Trois points de vue internes se succèdent au fil des chapitres de La Débusqueuse de mondes : la parole est ainsi donnée tour à tour à Koba, D’Guéba et Otton. Ce changement narratif plaisant permet de découvrir l’imaginaire de Luce Basseterre par petites touches. Aucun sigle barbare ici, mais des nouveautés adroitement amenées qui donnent envie d’en savoir davantage. Insectoïdes, reptiliens et félidés se succèdent à chaque escale, sans parler de l’humanité réinventée de New Vegas et des extraterrestres fleurs asexués pour lesquels l’auteur a créé un pronom neutre. Cet exotisme dépaysant le serait encore davantage si, en dépit de leurs apparences pour le moins originales, les protagonistes n’adoptaient pas tous un comportement aussi humain.

La Débusqueuse de mondes m’avait paru être un roman léger : ce n’est ni plus, ni moins. Parfait pour se distraire sans arrière-pensée, il m’a cependant laissée sur ma faim. J’ai apprécié de partager la pensée d’un cybersquale, mais je n’ai pas vu de réelle différence dans la manière d’être des trois héros. Bien que sympathiques, leur passé demeure aussi distant que leur avenir. Les péripéties perpétuelles du présent n’altèrent pas leur personnalité qui reste très superficielle, comme s’ils craignaient de s’ouvrir à leurs propres pensées. Leurs motivations profondes sont inconnues et, si l’écriture dynamique et précise de Luce Basseterre permet de passer un agréable moment de lecture, cela ne suffit pas à rendre ce roman inoubliable.
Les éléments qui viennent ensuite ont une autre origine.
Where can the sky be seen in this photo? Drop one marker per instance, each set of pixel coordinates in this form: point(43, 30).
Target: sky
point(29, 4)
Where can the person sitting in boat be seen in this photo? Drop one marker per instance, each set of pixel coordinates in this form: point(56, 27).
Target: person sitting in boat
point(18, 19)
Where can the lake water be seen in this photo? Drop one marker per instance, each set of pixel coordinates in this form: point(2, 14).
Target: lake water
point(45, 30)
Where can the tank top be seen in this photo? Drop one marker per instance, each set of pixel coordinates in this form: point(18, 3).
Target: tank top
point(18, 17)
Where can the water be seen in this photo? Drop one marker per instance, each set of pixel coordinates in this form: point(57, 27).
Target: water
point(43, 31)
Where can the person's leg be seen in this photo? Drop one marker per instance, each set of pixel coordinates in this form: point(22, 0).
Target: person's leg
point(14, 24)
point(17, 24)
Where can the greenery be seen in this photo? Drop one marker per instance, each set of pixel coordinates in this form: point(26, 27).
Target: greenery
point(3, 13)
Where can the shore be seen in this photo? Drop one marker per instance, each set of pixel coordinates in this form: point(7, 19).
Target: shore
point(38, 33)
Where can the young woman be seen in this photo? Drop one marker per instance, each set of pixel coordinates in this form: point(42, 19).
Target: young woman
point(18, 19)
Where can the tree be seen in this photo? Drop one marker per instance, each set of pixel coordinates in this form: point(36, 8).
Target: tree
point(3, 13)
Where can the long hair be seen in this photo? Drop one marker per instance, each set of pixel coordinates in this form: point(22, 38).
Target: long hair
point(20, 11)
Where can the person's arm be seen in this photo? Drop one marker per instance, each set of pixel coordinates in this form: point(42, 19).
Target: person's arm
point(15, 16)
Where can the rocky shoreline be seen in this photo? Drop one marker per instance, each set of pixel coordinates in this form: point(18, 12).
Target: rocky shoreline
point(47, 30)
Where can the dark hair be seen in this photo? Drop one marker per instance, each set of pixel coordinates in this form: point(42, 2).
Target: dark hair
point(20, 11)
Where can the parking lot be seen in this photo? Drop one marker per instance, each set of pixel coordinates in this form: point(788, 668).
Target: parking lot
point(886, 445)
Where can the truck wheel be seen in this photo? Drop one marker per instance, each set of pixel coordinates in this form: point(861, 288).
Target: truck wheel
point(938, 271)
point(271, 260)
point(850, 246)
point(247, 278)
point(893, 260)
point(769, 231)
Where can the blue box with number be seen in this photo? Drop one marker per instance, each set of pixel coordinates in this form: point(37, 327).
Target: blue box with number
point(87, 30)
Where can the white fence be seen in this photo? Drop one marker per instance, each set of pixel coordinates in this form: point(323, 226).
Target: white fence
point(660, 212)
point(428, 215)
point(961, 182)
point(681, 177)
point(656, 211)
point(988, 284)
Et vous, avez-vous lu La Débusqueuse de mondes ? Qu’avez-vous pensé de ce roman ? Je m’attendais à une fin plus haute en couleurs : j’ai été déçue que les personnages ne se livrent pas davantage. Pas d’émotions viscérales, pas de réflexion intense, pas de remise en question profonde durant cette promenade, certes plaisante, mais bien trop peu accidentée à mon goût.

 

Couverture de La Débusqueuse de mondes

J’aime beaucoup cette couverture de La Débusqueuse de mondes, qui représente Koba virant de bord : l’idée d’une baleine cosmique m’a tout de suite fascinée.